The Associated Press has producted a solid update on an emerging MSM theme in the wake of the London bombings — the debate inside mainstream Islam over when violence is acceptable and when it is not. A serious uptick in coverage of this issue is crucial, especially for moderate Muslims and others interested in religious liberty.

I’ll keep this short, since correspondent Thomas Wagner’s report about the gathering at London’s largest mosque is wire-service direct and you can read it for yourself. The heart of the whole matter is Israel, of course, but the wording also applies to Iraq. The key: suicide bombings can be used against “occupying forces.” Would this also include Saudi Arabian heretics in Mecca, if the first name of the person making this deadly theological decision is Osama?

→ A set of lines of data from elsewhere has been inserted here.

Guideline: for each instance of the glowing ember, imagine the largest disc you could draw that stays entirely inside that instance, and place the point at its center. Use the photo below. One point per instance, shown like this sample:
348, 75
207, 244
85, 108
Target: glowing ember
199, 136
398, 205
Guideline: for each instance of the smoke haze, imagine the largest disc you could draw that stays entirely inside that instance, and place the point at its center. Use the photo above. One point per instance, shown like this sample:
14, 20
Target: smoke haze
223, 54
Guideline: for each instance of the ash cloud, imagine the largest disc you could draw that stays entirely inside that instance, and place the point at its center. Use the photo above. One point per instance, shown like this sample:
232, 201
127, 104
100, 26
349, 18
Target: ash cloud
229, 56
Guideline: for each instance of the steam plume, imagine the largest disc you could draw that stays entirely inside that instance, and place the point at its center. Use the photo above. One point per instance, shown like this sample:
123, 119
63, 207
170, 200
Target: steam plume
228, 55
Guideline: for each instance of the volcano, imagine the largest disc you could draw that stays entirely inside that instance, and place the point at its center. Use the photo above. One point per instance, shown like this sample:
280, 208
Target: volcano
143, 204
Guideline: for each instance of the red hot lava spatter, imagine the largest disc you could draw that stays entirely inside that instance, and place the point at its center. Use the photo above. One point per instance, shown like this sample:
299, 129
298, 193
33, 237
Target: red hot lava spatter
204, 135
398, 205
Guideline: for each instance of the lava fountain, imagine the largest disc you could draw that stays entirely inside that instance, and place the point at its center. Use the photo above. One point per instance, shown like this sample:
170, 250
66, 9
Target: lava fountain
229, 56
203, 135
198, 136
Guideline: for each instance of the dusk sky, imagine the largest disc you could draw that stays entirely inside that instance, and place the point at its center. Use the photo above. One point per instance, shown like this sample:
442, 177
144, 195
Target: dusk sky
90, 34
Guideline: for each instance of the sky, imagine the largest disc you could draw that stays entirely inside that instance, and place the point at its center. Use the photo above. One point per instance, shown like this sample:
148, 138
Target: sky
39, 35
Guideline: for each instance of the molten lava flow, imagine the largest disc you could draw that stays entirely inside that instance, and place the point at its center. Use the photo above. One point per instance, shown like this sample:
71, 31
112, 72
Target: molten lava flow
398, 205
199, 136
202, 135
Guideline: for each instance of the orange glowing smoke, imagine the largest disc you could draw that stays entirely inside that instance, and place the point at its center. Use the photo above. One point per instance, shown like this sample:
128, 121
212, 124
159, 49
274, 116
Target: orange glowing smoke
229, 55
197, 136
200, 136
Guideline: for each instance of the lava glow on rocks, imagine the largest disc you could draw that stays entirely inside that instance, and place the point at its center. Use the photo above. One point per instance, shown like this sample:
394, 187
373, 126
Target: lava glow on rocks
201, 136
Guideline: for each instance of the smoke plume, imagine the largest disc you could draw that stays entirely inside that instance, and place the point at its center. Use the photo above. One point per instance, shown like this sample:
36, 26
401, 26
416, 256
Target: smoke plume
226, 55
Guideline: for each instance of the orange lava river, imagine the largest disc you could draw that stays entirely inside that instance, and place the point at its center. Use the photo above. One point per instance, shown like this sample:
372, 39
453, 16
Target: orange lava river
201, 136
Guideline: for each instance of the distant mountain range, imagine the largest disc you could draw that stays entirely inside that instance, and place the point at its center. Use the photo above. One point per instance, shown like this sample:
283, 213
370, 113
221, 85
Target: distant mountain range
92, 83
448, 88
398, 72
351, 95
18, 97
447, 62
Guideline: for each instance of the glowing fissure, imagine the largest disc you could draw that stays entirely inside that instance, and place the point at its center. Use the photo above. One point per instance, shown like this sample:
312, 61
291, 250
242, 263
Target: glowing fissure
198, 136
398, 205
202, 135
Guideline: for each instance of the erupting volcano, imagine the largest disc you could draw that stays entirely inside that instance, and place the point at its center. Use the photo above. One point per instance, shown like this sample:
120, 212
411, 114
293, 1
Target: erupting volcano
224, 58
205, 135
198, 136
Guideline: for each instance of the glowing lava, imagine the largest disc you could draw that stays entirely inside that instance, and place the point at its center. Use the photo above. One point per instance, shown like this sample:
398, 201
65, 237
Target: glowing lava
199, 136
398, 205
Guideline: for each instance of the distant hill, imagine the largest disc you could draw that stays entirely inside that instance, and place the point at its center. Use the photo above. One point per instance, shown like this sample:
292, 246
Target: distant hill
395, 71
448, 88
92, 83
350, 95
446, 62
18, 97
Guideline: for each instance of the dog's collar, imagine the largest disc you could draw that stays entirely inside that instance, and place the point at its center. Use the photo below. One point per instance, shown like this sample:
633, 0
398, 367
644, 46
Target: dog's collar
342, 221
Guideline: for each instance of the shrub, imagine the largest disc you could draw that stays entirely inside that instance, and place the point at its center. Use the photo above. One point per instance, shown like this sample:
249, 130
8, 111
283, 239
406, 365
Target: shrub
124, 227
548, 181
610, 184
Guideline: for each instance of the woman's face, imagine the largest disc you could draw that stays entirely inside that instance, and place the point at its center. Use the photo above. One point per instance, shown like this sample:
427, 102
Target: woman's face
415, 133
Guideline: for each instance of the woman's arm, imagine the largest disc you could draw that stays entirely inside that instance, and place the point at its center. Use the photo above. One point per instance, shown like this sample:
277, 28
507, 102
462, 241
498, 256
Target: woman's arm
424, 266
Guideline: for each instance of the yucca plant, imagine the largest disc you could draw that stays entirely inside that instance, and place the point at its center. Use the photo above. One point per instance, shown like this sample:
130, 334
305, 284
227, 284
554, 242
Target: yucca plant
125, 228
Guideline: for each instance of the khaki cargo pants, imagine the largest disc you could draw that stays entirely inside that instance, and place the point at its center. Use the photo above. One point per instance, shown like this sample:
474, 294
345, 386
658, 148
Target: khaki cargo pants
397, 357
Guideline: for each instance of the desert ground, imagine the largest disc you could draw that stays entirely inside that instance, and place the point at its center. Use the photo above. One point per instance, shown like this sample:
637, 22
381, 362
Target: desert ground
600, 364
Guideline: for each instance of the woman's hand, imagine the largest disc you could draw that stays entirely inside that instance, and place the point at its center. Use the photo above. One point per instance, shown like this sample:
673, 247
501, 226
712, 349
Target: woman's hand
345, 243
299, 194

“There should be a clear distinction between the suicide bombing of those who are trying to defend themselves from occupiers, which is something different from those who kill civilians, which is a big crime,” said Sayed Mohammed Musawi, the head of the World Islamic League in London.

“The media in the West are mixing the difference between these two, and the result is that some of our Muslim youth are becoming more frustrated and they think that both are the same, even though Muslim law forbids killing any innocent lives,” Musawi said.

Once again, please let us know of other stories addressing these issues. I hope, for starters, AP lets Wagner and others stay on the topic.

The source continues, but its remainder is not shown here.